The lineup has needed all the help it can get though, because the Giants haven’t developed an everyday big leaguer since drafting Bill Mueller and Chris Singleton in 1993. Catcher Yorvit Torrealba and corner infielder Pedro Feliz, both international signees, were solid role players for the 2003 club, and Feliz could win a starting job in time. The Giants also have hope for recent draftees Lance Niekro (1999) and Todd Linden (2001) to reverse the trend, but there are few position players of note in the farm system and the team’s top three affiliates all struggled in 2003. San Francisco attempted to address this with a 2003 draft that was more focused on position players than usual.
Tidrow, a former big league pitcher, has shown greater acumen for finding power arms than he has finding quality bats. But as long as he finds players Sabean can trade to support the aging Bonds, the Giants’ game plan will continue to work in the short term.
Top Prospect: Merkin Valdez, RHP
Age: 22 Ht.: 6-3 Wt.: 170 Bats: R Throws: R
Background: Though the Giants had developed Russ Ortiz from college middle reliever to big league frontline starter, they weren’t afraid to deal him when he became too expensive. So they sent Ortiz to the Braves for lefthander Damian Moss and Valdez in December 2002. Valdez was known as Manuel Mateo and believed to be nine months younger than his true age when he signed for $7,500 in 1999. While he has a ways to go to match Ortiz as a big league 20-game winner, the trade worked out for the Giants. San Francisco used Moss to get Sidney Ponson from the Orioles for the 2003 stretch run, while Valdez established himself as the Giants’ clear No. 1 prospect with a dominating year at Class A Hagerstown.
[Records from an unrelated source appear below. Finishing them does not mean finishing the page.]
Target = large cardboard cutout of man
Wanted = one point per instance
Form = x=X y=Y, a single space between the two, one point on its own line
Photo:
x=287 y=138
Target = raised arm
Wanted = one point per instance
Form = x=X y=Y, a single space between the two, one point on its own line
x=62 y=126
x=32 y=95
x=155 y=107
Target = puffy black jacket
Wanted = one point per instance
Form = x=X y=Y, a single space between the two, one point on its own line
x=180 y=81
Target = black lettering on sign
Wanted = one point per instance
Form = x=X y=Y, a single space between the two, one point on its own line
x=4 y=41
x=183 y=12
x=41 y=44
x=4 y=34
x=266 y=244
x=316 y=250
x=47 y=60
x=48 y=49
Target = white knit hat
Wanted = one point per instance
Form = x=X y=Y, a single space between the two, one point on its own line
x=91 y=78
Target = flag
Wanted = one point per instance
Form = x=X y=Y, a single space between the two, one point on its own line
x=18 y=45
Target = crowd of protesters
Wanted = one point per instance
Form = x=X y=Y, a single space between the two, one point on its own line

He won the strikeout crown in the Rookie-level Gulf Coast League in 2002, then repeated the feat in the South Atlantic League in his Giants debut.
Strengths: Valdez has the rare ability to invite consistent weak contact with his fastball. With his combination of velocity and command, the Giants say he compares favorably to last year’s No. 1 prospect, Jesse Foppert. Valdez throws a two-seam heater that the Giants rate a 70 on the 20-80 scouting scale due to its excellent sink and consistent velocity. When he worked as a starter for Hagerstown, his fastball sat in the 92-95 mph range. In a late assignment to the Arizona Fall League, he ran it to 96-98 in short relief stints. He’s not afraid to work inside and attacks lefthanders successfully. The Giants rate his slider as a 60 pitch, though it tends to be less consistent than his fastball. Valdez generally does a good job of staying tall, throwing downhill and keeping on top of his slider. His changeup remains in its developing stages, but the Giants were encouraged by the flashes he showed in instructional league, when he threw it for strikes.
Weaknesses: This was just Valdez’ first full season, so he could use more innings of experience to refine his overall game, particularly his changeup and slider. He can be guilty of rushing his delivery and overthrowing. He missed a start in the spring when he was trying so hard to ramp up his velocity that he pulled his groin. He sometimes alters his delivery for his offspeed stuff, hurting his consistency. All of these are correctable flaws, however.
The Future: It could be now. Added to the 40-man roster, Valdez will compete for a big league bullpen job in spring training, following Foppert’s example. While Foppert was a college draftee, he wasn’t a full-time pitcher until his junior season at the University of San Francisco, and Valdez’ experience level is similar. If he’s allowed to develop more in the minor leagues—likely at high Class A San Jose to start until the weather warms up at Double-A Norwich—Valdez still could jump to the majors sometime in 2004. With more refinement, Valdez profiles as a front-of-the-rotation starter.